1. Fashion risk: DOCS may lose its appeal as an enduring brand.

Mitigating factor: Brand engagement is high along social media platforms, along with NPS scores relative to competitors. Management is a trusted custodian of the brand, and ~50% of sales are from Originals that are timeless in style.

2. Recession risk: A rollover in consumer demand will happen as a result of a global recession.

Mitigating factor: Revenue has already taken a double-digit hit from FY 2023, and we could even see revenues go up in a garden-variety recession. Additionally, the Doc Marten brand is quite reasonably priced compared to competitors. The 1460 boot retails for $170, which, given brand studies, still offers value. There is a perception that the boot should be worth more than it sells for.


We conservatively estimate that Fiscal Year 2025 will return them to 1 billion in revenue with an after-tax FCF margin of 9%. After this, revenue will grow by 4-7% over the next 4 to 5 years with gradual increases in FCF margin. With this conservative estimate and averaging over various discount rates and subtracting the net debt, we arrive at an intrinsic value of the equity worth 1.48 billion pounds. This target reflects ~60% upside from current levels.

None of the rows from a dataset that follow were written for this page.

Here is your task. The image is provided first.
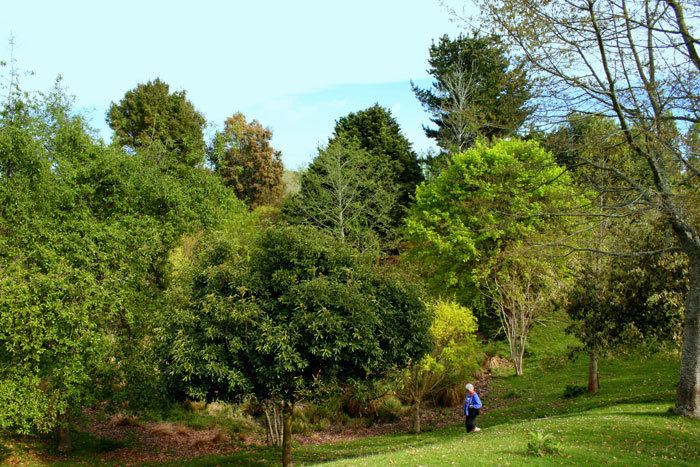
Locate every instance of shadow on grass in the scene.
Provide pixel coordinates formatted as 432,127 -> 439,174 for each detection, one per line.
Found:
482,394 -> 674,434
162,426 -> 474,467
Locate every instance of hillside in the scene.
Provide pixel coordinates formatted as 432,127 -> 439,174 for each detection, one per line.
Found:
0,317 -> 700,466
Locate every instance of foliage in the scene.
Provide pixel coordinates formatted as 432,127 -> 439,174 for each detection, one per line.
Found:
566,217 -> 688,353
162,227 -> 430,465
0,84 -> 243,433
478,0 -> 700,417
486,239 -> 568,375
209,112 -> 284,208
527,431 -> 561,457
404,300 -> 481,433
407,140 -> 582,330
283,136 -> 398,251
412,32 -> 532,152
107,78 -> 206,166
330,104 -> 423,222
167,227 -> 429,402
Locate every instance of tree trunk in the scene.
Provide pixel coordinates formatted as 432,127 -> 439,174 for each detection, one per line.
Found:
588,349 -> 600,394
56,421 -> 73,452
676,258 -> 700,418
413,398 -> 420,434
282,402 -> 294,467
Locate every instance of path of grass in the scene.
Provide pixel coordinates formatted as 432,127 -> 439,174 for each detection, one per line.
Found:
0,316 -> 700,466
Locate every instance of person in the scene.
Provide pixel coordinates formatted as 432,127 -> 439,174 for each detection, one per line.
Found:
464,383 -> 481,433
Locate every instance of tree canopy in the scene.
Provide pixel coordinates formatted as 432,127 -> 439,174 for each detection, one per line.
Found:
331,104 -> 423,218
166,227 -> 431,465
107,78 -> 206,166
412,33 -> 532,151
209,112 -> 284,208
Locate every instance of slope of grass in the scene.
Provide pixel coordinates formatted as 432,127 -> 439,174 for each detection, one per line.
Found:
2,315 -> 700,466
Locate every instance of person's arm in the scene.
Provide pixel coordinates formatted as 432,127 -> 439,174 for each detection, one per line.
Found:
471,393 -> 481,409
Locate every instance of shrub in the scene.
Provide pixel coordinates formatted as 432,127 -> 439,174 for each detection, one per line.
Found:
527,431 -> 561,457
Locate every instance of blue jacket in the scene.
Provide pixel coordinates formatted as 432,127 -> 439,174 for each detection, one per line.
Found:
464,392 -> 481,415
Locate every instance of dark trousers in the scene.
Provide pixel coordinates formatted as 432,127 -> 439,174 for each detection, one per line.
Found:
464,409 -> 479,433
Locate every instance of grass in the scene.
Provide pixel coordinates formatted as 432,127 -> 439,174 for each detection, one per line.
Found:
0,316 -> 700,466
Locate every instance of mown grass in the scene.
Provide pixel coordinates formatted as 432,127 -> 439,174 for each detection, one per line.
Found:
0,315 -> 700,466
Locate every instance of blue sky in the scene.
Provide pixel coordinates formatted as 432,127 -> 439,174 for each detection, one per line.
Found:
0,0 -> 474,168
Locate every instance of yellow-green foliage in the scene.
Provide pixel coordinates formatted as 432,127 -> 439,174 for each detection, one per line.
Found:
404,300 -> 481,403
425,300 -> 480,383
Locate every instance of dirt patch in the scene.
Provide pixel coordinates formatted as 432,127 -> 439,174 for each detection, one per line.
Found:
37,371 -> 489,465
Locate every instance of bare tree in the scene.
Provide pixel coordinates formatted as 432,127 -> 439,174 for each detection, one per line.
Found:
488,248 -> 562,376
294,138 -> 398,250
477,0 -> 700,417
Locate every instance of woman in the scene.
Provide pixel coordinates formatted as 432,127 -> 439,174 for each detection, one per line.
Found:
464,383 -> 481,433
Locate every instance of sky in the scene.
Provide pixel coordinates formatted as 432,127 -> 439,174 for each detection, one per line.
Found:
0,0 -> 474,169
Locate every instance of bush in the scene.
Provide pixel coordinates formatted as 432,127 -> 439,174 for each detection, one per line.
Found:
527,431 -> 561,457
563,384 -> 588,399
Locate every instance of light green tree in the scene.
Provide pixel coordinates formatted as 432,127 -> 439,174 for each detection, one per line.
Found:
403,300 -> 481,433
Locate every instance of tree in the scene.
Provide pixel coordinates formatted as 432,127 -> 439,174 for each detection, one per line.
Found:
566,216 -> 688,393
283,136 -> 397,250
165,226 -> 431,465
209,112 -> 284,208
486,243 -> 566,376
481,0 -> 700,417
407,140 -> 583,370
107,78 -> 206,166
330,104 -> 423,222
404,300 -> 480,433
411,33 -> 532,152
0,81 -> 239,450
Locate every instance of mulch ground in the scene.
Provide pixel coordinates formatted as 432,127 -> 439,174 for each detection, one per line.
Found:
16,374 -> 488,465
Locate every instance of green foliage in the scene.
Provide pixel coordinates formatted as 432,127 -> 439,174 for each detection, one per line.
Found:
283,136 -> 398,251
163,227 -> 430,402
107,78 -> 206,167
412,33 -> 532,154
566,223 -> 689,352
527,431 -> 561,457
407,140 -> 582,326
209,112 -> 284,208
0,82 -> 240,433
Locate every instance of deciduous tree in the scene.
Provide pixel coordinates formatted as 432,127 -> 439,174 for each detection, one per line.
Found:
166,227 -> 431,465
209,112 -> 284,208
480,0 -> 700,417
412,33 -> 531,151
107,78 -> 206,166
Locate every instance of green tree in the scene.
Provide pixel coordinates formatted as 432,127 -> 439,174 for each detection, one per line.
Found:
0,81 -> 240,449
478,0 -> 700,418
166,227 -> 430,465
283,136 -> 397,251
209,112 -> 284,208
404,300 -> 481,433
331,104 -> 423,222
411,33 -> 532,152
566,216 -> 688,393
107,78 -> 206,166
407,140 -> 583,363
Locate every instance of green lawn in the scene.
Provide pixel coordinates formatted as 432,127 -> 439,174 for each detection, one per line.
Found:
0,317 -> 700,466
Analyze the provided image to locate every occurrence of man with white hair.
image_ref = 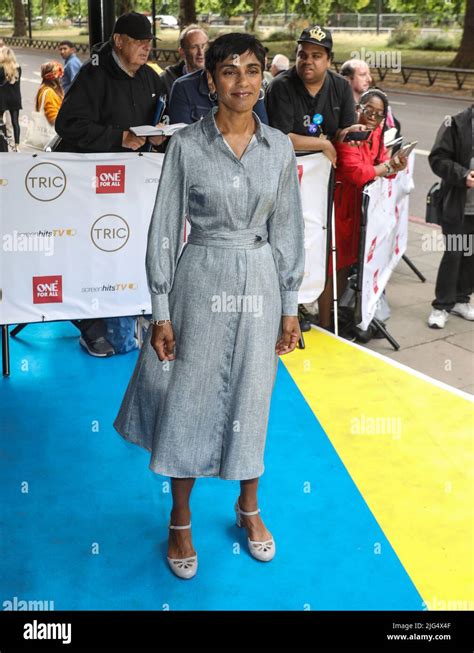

Past performance is not necessarily indicative of future results. All investments carry significant risk, and it’s important to note that we are not in the business of providing investment advice. All investment decisions of an individual remain the specific responsibility of that individual. There is no guarantee that our research, analysis, and forward-looking price targets will result in profits or that they will not result in a full loss or losses. All investors are advised to fully understand all risks associated with any kind of investing they choose to do.